Can You See It?

Monday, November 21, 2022

Can you see how your life is like a string of pearls you have strung together one-by-one with each action you have taken? You brought in the mail. A pearl. You watched your child’s soccer game. Another pearl. You worked on a presentation. Pearl. You underwent surgery. One more pearl. And so your life goes, made up of all the pearls upon pearls you have strung together.
 
The thing about all those uniform pearls marching along, so regular in size, so steady, one after the other, no distinction made between undergoing surgery and fetching the mail…they almost make the next thing and the next thing and the next feel easy. Just one more pearl to add to the string, which is a useful thing to visualize in the event you are stalling out on a project or trying to get out of bed or moving to a new house or, for that matter, basically anything at all.
 
Thinking in terms of pearls takes away the overwhelm by keeping things small and same size. Keeping things small and same size keeps things moving. Keeping things moving means we aren’t stuck which is a very good thing because being stuck is such a terrible feeling and it also doesn’t make sense -- it just keeps us in the objectionable place, the place we don’t want to be. But stringing another pearl and another pearl and another pearl gets us through and past the hard thing and onto something else.
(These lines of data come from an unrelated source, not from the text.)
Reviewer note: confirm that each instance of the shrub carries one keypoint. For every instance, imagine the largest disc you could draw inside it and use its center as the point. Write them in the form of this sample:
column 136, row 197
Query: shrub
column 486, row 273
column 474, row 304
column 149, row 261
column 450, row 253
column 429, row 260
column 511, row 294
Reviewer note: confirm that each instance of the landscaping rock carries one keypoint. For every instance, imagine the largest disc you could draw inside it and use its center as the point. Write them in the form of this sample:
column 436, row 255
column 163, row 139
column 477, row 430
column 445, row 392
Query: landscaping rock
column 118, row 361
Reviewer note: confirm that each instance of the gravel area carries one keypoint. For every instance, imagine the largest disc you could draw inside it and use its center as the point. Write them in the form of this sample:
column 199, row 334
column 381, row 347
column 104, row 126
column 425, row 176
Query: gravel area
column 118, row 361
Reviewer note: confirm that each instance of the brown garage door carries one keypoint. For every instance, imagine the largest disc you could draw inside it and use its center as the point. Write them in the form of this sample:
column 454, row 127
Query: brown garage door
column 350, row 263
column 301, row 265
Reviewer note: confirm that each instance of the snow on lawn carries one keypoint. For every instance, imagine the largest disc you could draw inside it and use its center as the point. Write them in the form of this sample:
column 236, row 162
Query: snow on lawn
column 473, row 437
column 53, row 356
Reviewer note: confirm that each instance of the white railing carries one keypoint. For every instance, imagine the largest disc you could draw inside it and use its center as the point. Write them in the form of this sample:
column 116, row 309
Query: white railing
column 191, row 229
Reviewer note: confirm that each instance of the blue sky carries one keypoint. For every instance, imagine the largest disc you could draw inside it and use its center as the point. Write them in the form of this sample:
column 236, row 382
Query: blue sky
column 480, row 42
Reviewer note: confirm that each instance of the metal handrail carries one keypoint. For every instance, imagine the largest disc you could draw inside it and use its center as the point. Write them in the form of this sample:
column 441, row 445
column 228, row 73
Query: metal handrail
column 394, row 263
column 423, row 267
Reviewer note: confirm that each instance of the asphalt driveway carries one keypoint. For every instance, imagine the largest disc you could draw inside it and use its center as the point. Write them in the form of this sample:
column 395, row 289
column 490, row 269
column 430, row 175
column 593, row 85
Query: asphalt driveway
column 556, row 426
It’s a way of softening to life, even if the next thing requires us to be quite forceful.
 
I don’t see a context in which the string of pearls metaphor couldn’t be applied. Take golf. Golfers use it as a way to visually separate their performance from one shot to the next. That’s important because golf is a big mind game (much like life); it doesn’t bode well to be mentally back on the 4th hole, which you bogied, when you are setting up on the 5th. It only bodes well to take the next shot clean. A new pearl.